In addition to the semi-autonomous ability to decide its own targets, the Brimstone has the capacity to determine where on a target to best impact causing the most damage.
The missile's advanced sensor package includes its extremely high frequency millimetric wave radar, which allows the weapon to image the target and hence choose a target location. With as many as twenty-four missiles in the air, the missile's targeting system also required an algorithm to ensure that missiles hit their targets in a staggered order, rather than all simultaneously.

Brimstone can be fired in a number of attack profiles; direct or indirect against single targets, a column of targets or against an array of targets. The latter utilises a salvo attack capability for
multiple kills per engagement. Once launched, the platform is free to manoeuvre away from the target area or engage other targets.

===Launch system===

Each launch system carries three missiles on rails. This allows a single aircraft to carry large numbers of missiles; for example, a Typhoon fighter could carry up to six launch systems, which gives a maximum payload of eighteen Brimstone missiles, in addition to a useful air-to-air payload. The missile was carried by the Tornado GR4 aircraft in RAF service.
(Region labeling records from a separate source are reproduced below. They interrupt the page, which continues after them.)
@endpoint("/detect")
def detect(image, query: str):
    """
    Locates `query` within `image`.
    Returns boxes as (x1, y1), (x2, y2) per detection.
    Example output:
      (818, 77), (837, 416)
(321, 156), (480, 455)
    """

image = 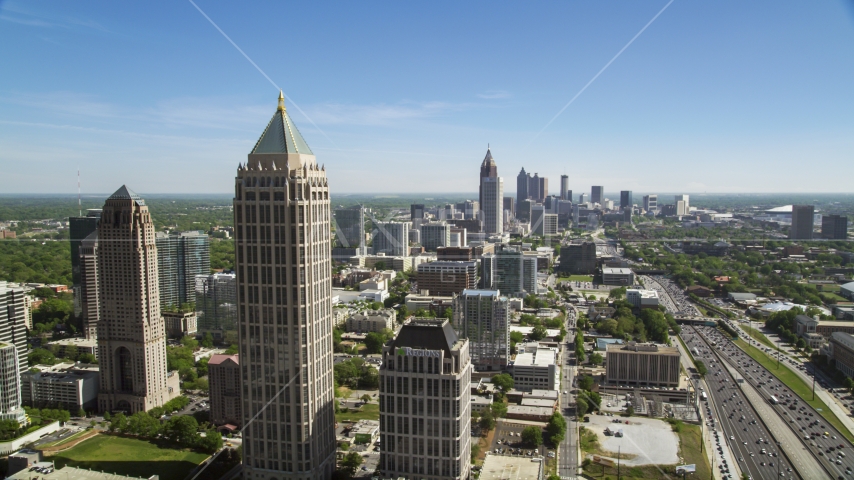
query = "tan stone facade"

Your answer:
(234, 97), (336, 480)
(97, 186), (175, 413)
(208, 355), (243, 427)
In February 2014 the National Audit Office warned of a possible capability gap under existing plans to fit Brimstone to Typhoon in 2021, two years after the Tornado retired; in June 2014 the MoD announced a study to accelerate this to 2018 and look at a common launcher that could also launch SPEAR Cap 3. MBDA has fired test rounds from an MQ-9 Reaper drone and is studying the use of Brimstone on attack helicopters and from surface launchers.

It was intended that Brimstone would be integrated on the RAF Harrier aircraft fleet under Capability D of the JUMP programme with a scheduled in-service date of 2009. A Harrier GR9 first flew with 12 Brimstones on 14 February 2007. In late 2009 Brimstone was "nearing completion for integration on the Harrier", but in July 2010 it was reported that this would be postponed until the insensitive-munition version of the missile became available in 2012. Brimstone had not been officially cleared for use on the type when the UK Harriers were withdrawn from service in late 2010.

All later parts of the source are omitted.